要避免这些问题，最好使用更灵活的模型。目标是尽可能在保持街道宽阔和限制间隔违例（即位于街道之上，甚至在错误的一边的实例）之间找到良好的平衡，这就是软间隔分类。

在Scikit-Learn的SVM类中，可以通过超参数C来控制这个平衡：C值越小，则街道越宽，但是间隔违例也就越多。

[7]:

X = iris["data"][:, (2, 3)]  # petal length, petal width
y = (iris["target"] == 2).astype(np.float64)  # Iris-Virginica

svm_clf = Pipeline([
        ("scaler", StandardScaler()),
        ("linear_svc", LinearSVC(C=1, loss="hinge", random_state=42)),
    ])

svm_clf.fit(X, y)

[7]:

Pipeline(steps=[('scaler', StandardScaler()),
                ('linear_svc', LinearSVC(C=1, loss='hinge', random_state=42))])

[8]:

svm_clf.predict([[5.5, 1.7]])

[8]:

array([1.])

与Logistic回归分类器不同，SVM分类器不会输出每个类的概率。

如果你的SVM模型过拟合，可以尝试通过降低C来对其进行正则化。

[9]:

scaler = StandardScaler()
svm_clf1 = LinearSVC(C=1, loss="hinge", random_state=42)
svm_clf2 = LinearSVC(C=100, loss="hinge", random_state=42)

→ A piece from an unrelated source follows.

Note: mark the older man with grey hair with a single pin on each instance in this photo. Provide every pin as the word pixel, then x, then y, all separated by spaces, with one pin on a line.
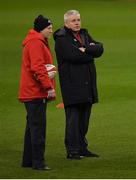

scaled_svm_clf1 = Pipeline([
        ("scaler", scaler),
        ("linear_svc", svm_clf1),
    ])
scaled_svm_clf2 = Pipeline([
        ("scaler", scaler),
        ("linear_svc", svm_clf2),
    ])

scaled_svm_clf1.fit(X, y)
scaled_svm_clf2.fit(X, y)

[9]:

Pipeline(steps=[('scaler', StandardScaler()),
                ('linear_svc',
                 LinearSVC(C=100, loss='hinge', random_state=42))])

[10]:

# Convert to unscaled parameters
b1 = svm_clf1.decision_function([-scaler.mean_ / scaler.scale_])
b2 = svm_clf2.decision_function([-scaler.mean_ / scaler.scale_])
w1 = svm_clf1.coef_[0] / scaler.scale_
w2 = svm_clf2.coef_[0] / scaler.scale_
svm_clf1.intercept_ = np.array([b1])
svm_clf2.intercept_ = np.array([b2])
svm_clf1.coef_ = np.array([w1])
svm_clf2.coef_ = np.array([w2])

# Find support vectors (LinearSVC does not do this automatically)
t = y * 2 - 1
support_vectors_idx1 = (t * (X.dot(w1) + b1) < 1).ravel()
support_vectors_idx2 = (t * (X.dot(w2) + b2) < 1).ravel()
svm_clf1.support_vectors_ = X[support_vectors_idx1]
svm_clf2.support_vectors_ = X[support_vectors_idx2]

[11]:

plt.figure(figsize=(12,3.2))
plt.subplot(121)
plt.plot(X[:, 0][y==1], X[:, 1][y==1], "g^", label="Iris-Virginica")
plt.plot(X[:, 0][y==0], X[:, 1][y==0], "bs", label="Iris-Versicolor")
plot_svc_decision_boundary(svm_clf1, 4, 6)
plt.xlabel("Petal length", fontsize=14)
plt.ylabel("Petal width", fontsize=14)
plt.legend(loc="upper left", fontsize=14)
plt.title("$C = {}$".format(svm_clf1.C), fontsize=16)
plt.axis([4, 6, 0.8, 2.8])

plt.subplot(122)
plt.plot(X[:, 0][y==1], X[:, 1][y==1], "g^")
plt.plot(X[:, 0][y==0], X[:, 1][y==0], "bs")
plot_svc_decision_boundary(svm_clf2, 4, 6)
plt.xlabel("Petal length", fontsize=14)
plt.title("$C = {}$".format(svm_clf2.C), fontsize=16)
plt.axis([4, 6, 0.8, 2.8])

plt.show()

../_images/chapter5_5-1_linear_svm_18_0.svg

我们可以将SVC类与线性内核一起使用，而不使用LinearSVC类。创建SVC模型时，我们可以编写SVC（kernel=“linear”，C=1）。或者我们可以将SGDClassifier类与SGDClassifier（loss=“hinge”，alpha=1/（m*C））一起使用。这将使用常规的随机梯度下降（见第4章）来训练线性SVM分类器。它的收敛速度不如LinearSVC类，但是对处理在线分类任务或不适合内存的庞大数据集（核外训练）很有用。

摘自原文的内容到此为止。